B05 Complex Regional Pain Syndrome| Volume 14, ISSUE 4, SUPPLEMENT , S28, April 2013

Complex regional pain syndrome type II secondary to endovascular aneurysm repair: a case report

      A 79-year-old male with an abdominal aortic aneurysm (AAA) status post endovascular aneurysm repair (EVAR) and left renal artery stent placement presented to our clinic with symptoms of atrophy and weakness of the left forearm and pain in the left hand. The EVAR procedure was performed two months prior. Upon examination, a pulsatile mass of 2-4cm was discovered in the left upper arm. Review of the operative report revealed that a catheter was introduced into the left brachial artery. An upper extremity ultrasound revealed a pseudoaneurysm of the left brachial artery. The patient was immediately taken for emergent repair of the pseudoaneurysm. After repair of the pseudoaneurysm, the patient’s left upper extremity sequelae worsened. Four months after the repair, the patient demonstrated guarding of his left hand and allodynia to the median nerve distribution.

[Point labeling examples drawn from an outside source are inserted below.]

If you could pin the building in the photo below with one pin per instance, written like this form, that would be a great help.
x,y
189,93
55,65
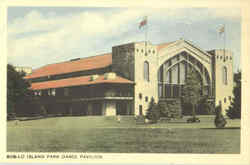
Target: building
x,y
123,82
26,70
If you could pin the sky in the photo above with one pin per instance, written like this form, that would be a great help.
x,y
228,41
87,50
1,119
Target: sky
x,y
42,35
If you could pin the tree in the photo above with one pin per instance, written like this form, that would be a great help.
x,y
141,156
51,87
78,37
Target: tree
x,y
191,91
153,112
17,88
234,110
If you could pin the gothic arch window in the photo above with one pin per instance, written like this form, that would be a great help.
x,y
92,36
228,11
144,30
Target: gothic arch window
x,y
224,75
146,71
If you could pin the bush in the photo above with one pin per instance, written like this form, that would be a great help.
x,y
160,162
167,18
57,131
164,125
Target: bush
x,y
219,121
170,109
153,112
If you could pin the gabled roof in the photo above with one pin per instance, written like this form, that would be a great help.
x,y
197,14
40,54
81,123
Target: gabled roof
x,y
78,81
163,45
88,63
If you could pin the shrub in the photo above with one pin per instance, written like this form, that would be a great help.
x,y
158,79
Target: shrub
x,y
234,110
219,121
153,112
170,108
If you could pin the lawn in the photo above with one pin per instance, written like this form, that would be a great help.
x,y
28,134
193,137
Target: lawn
x,y
101,134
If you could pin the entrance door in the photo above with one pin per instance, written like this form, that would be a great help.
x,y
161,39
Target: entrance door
x,y
121,108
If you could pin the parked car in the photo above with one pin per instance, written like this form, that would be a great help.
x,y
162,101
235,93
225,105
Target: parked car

The patient had skin changes, contracture of his digits with significant weakness and atrophy. X-rays of the hand demonstrated osteopenia. A diagnosis of stage 3 complex regional pain syndrome type II was made. EVAR of abdominal aortic aneurysms is a recent advance in vascular surgery that has allowed repair of an AAA while offering reduced intensive care unit and hospital lengths of stay, reduced blood loss, fewer major complications, and more rapid recovery. Common complications from the procedure include: endoleak, migration, and structural failure. This is, to our knowledge, one of the first reported cases of a complex regional pain syndrome induced by an EVAR procedure.